The question on many investors' minds is whether WaMu is more like IndyMac, the big bank taken over by the Federal Deposit Insurance Corp. in July, or Wachovia (WB), a troubled institution that under new CEO Robert Steel appears to have won back some investor confidence.

The man in the spotlight at WaMu is Alan Fishman, a banking industry veteran who took the job as chief executive on Sept. 8. Fishman replaced Kerry Killinger, a 25-year veteran of the bank, who built WaMu from a small thrift to a national player in mortgages, only to see that business collapse with the housing bust. A WaMu failure could cost taxpayers some $24 billion, figures Richard Bove, an analyst with the brokerage firm Ladenburg Thalmann (LTS).

Pep Talk

In a 12-minute conference call with investors on Sept. 8, Fishman offered little in the way of new strategy, opting instead for just some words of inspiration for the troops. "I know I need to hit the ground running, and I'm prepared to do that," he said.

Run he did. In Fishman's first week on the job, WaMu announced it was cooperating with the federal Office of Thrift Supervision to provide more information about its operations and business plans. When credit rating agency Moody's (MCO) downgraded the bank to junk-bond status citing its limited financial flexibility, WaMu pre-announced its earnings for the third quarter in an effort to soothe investors. The bank noted that it had $50 billion in "liquidity" available and capital ratios "significantly above the levels of well-capitalized institutions."

Even so, Fishman has a tough road ahead. WaMu has $239 billion in real estate loans, according to analyst Bove. Some $53 billion of those are the dreaded adjustable-rate loans in which the payments are optional and losses are as high as 35%. In July, Bove put WaMu on a list of several dozen shaky institutions. He figured any bank with nonperforming loans greater than 40% of its reserves and equity was in trouble. WaMu's was right at that 40% threshold.

Bove's loss estimates are close to that of other analysts. Fred Cannon, a bank analyst at Keefe, Bruyette & Woods, put out a research note on Sept. 15 that estimated WaMu losses could hit $28 billion this year and next. If that were the case, the bank would need to raise a further $5 billion in capital, Cannon said.

Where that money would come from is uncertain. The bank has already raised some $10 billion in the past year, including $7.2 billion in April from a group of private equity investors led by TPG.

White Knight?

Many analysts feel Fishman's best bet is to find a merger partner, but there are fewer of those around these days.
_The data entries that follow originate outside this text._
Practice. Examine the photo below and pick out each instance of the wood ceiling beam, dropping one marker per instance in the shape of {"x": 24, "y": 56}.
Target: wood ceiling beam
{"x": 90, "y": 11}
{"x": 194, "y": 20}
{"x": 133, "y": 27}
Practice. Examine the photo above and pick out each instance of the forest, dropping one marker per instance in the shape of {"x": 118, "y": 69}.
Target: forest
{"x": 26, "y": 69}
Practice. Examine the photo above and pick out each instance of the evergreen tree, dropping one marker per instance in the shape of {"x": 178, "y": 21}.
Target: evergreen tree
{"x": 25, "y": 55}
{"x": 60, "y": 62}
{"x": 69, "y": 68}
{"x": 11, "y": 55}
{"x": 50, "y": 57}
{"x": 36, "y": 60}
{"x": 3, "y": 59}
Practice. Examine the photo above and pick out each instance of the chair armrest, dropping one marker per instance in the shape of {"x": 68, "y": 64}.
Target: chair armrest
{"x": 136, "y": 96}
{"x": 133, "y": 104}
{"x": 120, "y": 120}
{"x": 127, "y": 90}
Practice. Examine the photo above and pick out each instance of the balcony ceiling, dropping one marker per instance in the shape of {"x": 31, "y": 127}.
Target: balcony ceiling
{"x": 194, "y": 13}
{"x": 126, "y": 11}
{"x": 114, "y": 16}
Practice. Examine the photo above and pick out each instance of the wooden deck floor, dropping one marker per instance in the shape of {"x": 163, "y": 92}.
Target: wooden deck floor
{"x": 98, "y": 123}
Bank of America's (BAC) acquisitive Chief Executive Kenneth Lewis said on Sept. 15 that he had no interest in WaMu. The most likely candidate remains JPMorgan Chase, which allegedly made a $8-per-share offer earlier this year. Says Nancy Bush, a banking industry analyst with her own firm, NAB Research: "They better hope somebody buys them fast."
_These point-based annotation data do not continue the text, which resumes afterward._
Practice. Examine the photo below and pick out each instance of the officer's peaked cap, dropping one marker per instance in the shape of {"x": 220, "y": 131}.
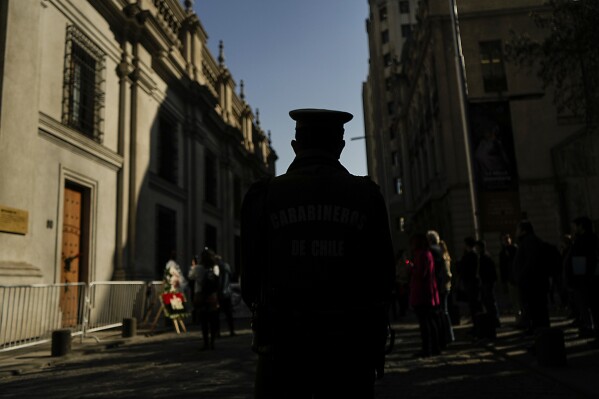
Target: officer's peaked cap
{"x": 319, "y": 128}
{"x": 319, "y": 118}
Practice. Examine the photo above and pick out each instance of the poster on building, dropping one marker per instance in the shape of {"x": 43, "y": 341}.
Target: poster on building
{"x": 494, "y": 166}
{"x": 492, "y": 143}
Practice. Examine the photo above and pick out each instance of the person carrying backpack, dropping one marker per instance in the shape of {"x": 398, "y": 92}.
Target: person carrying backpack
{"x": 207, "y": 286}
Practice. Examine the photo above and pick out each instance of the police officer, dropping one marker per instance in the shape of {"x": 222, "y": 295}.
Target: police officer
{"x": 317, "y": 266}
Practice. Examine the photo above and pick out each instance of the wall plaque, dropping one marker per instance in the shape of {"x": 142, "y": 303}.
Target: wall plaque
{"x": 13, "y": 220}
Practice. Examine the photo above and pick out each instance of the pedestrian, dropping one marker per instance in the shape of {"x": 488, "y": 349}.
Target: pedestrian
{"x": 488, "y": 278}
{"x": 445, "y": 292}
{"x": 224, "y": 298}
{"x": 583, "y": 266}
{"x": 506, "y": 268}
{"x": 424, "y": 295}
{"x": 531, "y": 273}
{"x": 469, "y": 278}
{"x": 207, "y": 286}
{"x": 316, "y": 258}
{"x": 195, "y": 311}
{"x": 443, "y": 276}
{"x": 174, "y": 280}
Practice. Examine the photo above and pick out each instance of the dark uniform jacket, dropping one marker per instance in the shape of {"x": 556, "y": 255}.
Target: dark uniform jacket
{"x": 316, "y": 246}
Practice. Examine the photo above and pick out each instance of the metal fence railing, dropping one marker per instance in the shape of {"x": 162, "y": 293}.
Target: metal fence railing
{"x": 29, "y": 313}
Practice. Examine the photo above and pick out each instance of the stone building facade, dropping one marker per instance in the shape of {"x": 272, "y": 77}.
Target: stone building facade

Words of support came oddly enough from Moody's analysts after announcing their downgrade last week. David Fanger, a senior vice-president at the firm, said that WaMu, by its nature as a federally insured institution, had some capital-raising advantages over investment banks. Its two main sources of funding are consumer deposits, which are largely stable even in tough times, and loans from the Federal Home Loan Banks system. In the S&L crisis of the late 1980s and early '90s, financial institutions received similarly poor credit ratings and were able to survive. Some were later acquired by WaMu during its aggressive expansion over the past two decades.

WaMu has lately been luring retail depositors with interest rates on 13-month certificates of deposits offering 4.5%, at the very high end of the industry. The firm has some strong retail banking positions, including top market-share positions in Southern California, Miami, and Seattle. In his conference call on Sept. 8, Fishman dismissed a question about selling bank branches to raise money as "way early." He also said he didn't immediately foresee a need for the bank to raise additional capital. Said Fishman: "The opportunity to create a great national retail franchise has never been better."

Palmeri is a senior correspondent in BusinessWeek's Los Angeles bureau.